When both gates have cleared, proceed to Step 10.
Step 10 — Ask the human about Self-Improve
The orchestrator does NOT squash. Per-task commits stay on the feature branch; the human chooses GitHub's "Squash and merge" at merge time so the per-commit messages collapse into one tidy commit on main.
Prompt the human:
Feature {title} is ready to squash-merge: {PR URL}
Optional: Run self-improve to capture corrections from this run into CLAUDE.md? (y/N)
- N (default) → skip to Step 11.
- y → invoke the
self-improve skill on this run; it produces a proposed CLAUDE.md update which the human reviews and accepts/rejects via the skill's normal flow. When the skill returns, proceed to Step 11.
Do NOT run self-improve preemptively. Only on y.

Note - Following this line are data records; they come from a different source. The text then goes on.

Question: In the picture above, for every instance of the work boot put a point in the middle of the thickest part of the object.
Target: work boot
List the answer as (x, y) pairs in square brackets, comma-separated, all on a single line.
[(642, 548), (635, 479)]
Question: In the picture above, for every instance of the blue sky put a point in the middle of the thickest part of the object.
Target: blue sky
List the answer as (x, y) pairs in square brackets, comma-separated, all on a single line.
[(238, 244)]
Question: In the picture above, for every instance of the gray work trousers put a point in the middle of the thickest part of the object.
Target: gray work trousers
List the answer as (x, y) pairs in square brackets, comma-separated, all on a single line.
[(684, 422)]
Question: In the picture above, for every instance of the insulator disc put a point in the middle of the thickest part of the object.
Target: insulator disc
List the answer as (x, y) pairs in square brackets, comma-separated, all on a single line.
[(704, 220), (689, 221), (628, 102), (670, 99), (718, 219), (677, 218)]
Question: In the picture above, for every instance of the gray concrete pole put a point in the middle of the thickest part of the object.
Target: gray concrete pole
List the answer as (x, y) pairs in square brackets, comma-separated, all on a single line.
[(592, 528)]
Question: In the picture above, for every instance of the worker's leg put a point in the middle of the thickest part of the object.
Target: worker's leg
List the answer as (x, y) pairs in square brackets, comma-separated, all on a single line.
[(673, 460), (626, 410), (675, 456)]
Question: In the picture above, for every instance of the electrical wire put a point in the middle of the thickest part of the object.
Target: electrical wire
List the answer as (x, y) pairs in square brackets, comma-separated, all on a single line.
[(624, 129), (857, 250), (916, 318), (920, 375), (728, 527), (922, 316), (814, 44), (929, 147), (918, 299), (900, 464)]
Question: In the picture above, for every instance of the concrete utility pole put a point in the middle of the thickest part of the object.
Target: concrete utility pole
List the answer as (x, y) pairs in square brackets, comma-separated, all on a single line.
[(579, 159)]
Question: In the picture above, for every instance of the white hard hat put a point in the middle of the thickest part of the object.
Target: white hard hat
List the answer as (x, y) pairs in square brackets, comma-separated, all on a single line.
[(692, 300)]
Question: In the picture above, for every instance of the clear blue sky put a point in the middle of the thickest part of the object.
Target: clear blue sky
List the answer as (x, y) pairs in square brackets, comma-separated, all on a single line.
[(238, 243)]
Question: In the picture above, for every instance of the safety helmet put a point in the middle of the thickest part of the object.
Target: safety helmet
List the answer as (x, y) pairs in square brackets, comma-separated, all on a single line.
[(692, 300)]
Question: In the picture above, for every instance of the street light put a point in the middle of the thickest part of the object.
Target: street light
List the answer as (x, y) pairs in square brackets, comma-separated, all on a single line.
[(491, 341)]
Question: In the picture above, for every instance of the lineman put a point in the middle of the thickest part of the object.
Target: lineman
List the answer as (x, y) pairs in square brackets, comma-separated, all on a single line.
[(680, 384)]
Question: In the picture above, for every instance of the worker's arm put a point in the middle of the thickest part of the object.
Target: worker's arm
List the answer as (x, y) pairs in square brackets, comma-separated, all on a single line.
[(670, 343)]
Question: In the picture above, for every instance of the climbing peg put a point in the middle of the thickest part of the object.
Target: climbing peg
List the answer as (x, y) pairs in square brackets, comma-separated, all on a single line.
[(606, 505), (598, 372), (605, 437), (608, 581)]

Step 11 — Final summary; hand to human
Report a single markdown block to the human:
## /night complete — {Feature title}
**PR:** {URL} (ready to squash-merge)
**Branch:** feat/{slug} ({N} per-task commits — GitHub will squash on merge)
**Worktree:** {path}
**Tasks delivered ({N}):**
| # | Title | Tester | PM | PR Reviewer | CI |
|---|-------|--------|----|-------------|----|
| #{N1} | ... | PASS | ACCEPT | NO BLOCKERS | green |
| ... | ... | ... | ... | ... | ... |
**Rollup tasks ({M}):** {list, or "none"}
**Nits in PR description:** {count, or "none"}
**Self-Improve:** {ran / skipped}
Next: review the PR, then use GitHub's **Squash and merge** button. The PR description has the curated Tasks list — copy it into the squash-commit body if GitHub doesn't pre-fill it. Worktree stays in place; remove with `git worktree remove {path}` after merge.
The human squash-merges the PR via GitHub. /night ends here.
Notes on shape
- No batching, no parallelism within a feature. The diagram is sequential: one task at a time. Parallelism (if any) lives at the feature level — invoke
/night twice in two terminals if you want two features in flight.
- The two human gates are by design. Plan approval prevents the agent team from spending hours on a wrong-shaped feature; merge approval keeps the human in control of
main.
- Rollups go to the END of the queue, not interleaved. A PM rollup or PR Reviewer rollup is implemented after all original-plan tasks are done — it's a "fix everything we missed" coordinated pass, not a per-issue patch.
- The
commit-commands plugin and create-pr skill are required, not optional. SWE invokes them. The orchestrator does not hand-craft commit messages or gh pr invocations.
- Per-task commits, no orchestrator squash. Every task lands as its own commit on the feature branch with a Conventional Commits subject (
feat:, fix:, refactor:, …). The human squash-merges via GitHub at the end — the per-commit subjects concatenate into a clean changelog body. This is why commit-message hygiene matters here even though the branch never preserves the commits.
- Caps stop the pipeline. Tester FAIL Max 5 (per task), PM REJECT Max 3, PR Reviewer Max 3, On-Call Max 5. When a cap fires, surface
USER ACTION REQUIRED and stop. Don't loop forever.
- Self-Improve is human-gated, end-of-run only. Don't propose updates mid-run; don't run the skill before asking.